Simulações feitas no Brasil por pesquisadores do Grupo de Trabalho COVID-19 (UFMG) mostram que os cenários de isolamento vertical são quase tão ruins quanto os cenários em que não há nenhum isolamento, e muito piores do que os cenários de isolamento horizontal. Todos esses estudos consideram realidades muito semelhantes à do Brasil, com transmissão comunitária do vírus (aquela em que não é possível localizar a origem da infecção) e com grande parte dos indivíduos infectados e seus contatos não identificados ou isolados.
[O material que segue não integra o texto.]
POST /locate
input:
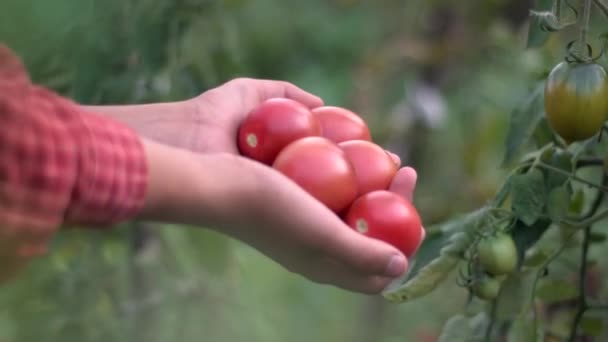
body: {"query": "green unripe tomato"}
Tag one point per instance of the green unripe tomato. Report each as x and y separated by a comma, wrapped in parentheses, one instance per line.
(498, 254)
(576, 100)
(487, 288)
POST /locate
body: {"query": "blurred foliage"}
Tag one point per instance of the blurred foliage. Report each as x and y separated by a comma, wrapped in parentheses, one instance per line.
(436, 80)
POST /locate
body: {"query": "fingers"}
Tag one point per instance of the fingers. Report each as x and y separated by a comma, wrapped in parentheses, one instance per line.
(267, 89)
(329, 271)
(364, 255)
(395, 158)
(404, 182)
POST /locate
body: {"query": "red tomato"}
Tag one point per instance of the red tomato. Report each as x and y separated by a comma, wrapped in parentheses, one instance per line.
(374, 167)
(274, 124)
(389, 217)
(321, 168)
(340, 124)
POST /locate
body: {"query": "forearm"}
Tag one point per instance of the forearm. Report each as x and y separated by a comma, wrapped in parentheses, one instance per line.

O Reino Unido, que inicialmente adotou estratégia de isolamento vertical, diante da hipótese de colapso precoce do sistema de saúde e do crescimento acelerado do número de óbitos, optou por suspender diversas atividades não-essenciais, com bloqueios ainda mais rígidos a partir do dia 23 de março (evitando assim um cenário ainda mais trágico do que o que tem sido observado). A Coréia do Sul é muitas vezes citada como exemplo de sucesso na aplicação do isolamento vertical. Realmente, esse foi um dos únicos países que teve êxito no combate à COVID-19 sem adotar medidas rigorosas de restrição de mobilidade da população. Contudo, o sucesso da Coréia do Sul se deve sobretudo à implementação precoce de testes em massa para identificar e isolar os indivíduos infectados, além de seus contatos. Esta é uma realidade muito diferente da maioria dos países afetados pela doença.

Ressalto que o sucesso do isolamento social depende sobretudo da magnitude das políticas de não aglomeração de pessoas, da extensão da paralisação de atividades não-essenciais e do engajamento da sociedade. O paradoxo do isolamento social é pautado pela ideia de que, se ele for eficaz, as pessoas podem achar que ele não é necessário. Além disso, se ele for proposto e a diminuição da taxa de transmissão do patógeno não for percebida pela população, pode-se ter a impressão de que ele não funcionou. Não à toa, começam a surgir afirmações de que as medidas de isolamento social não têm surtido efeito no combate à COVID-19 no Brasil. Distante dessa postura negacionista, ao que tudo indica, a diminuição da adesão ao isolamento social em todo o Brasil, que ocorre desde o início de abril, tem contribuído substancialmente para o insucesso do controle da epidemia no território brasileiro. O efeito da desmobilização social parece bater à nossa porta. Em breve, é possível que medidas mais duras de restrição da mobilidade social sejam necessárias para conter o avanço da doença em diversas localidades do Brasil.

*Pablo R S Oliveira é professor adjunto do Instituto de Biologia (IBIO) da Universidade Federal da Bahia (UFBA) e pesquisador colaborador do Centro de Integração de Dados e Conhecimentos para Saúde (CIDACS-Fiocruz). Ele é colaborador voluntário da Rede CoVida.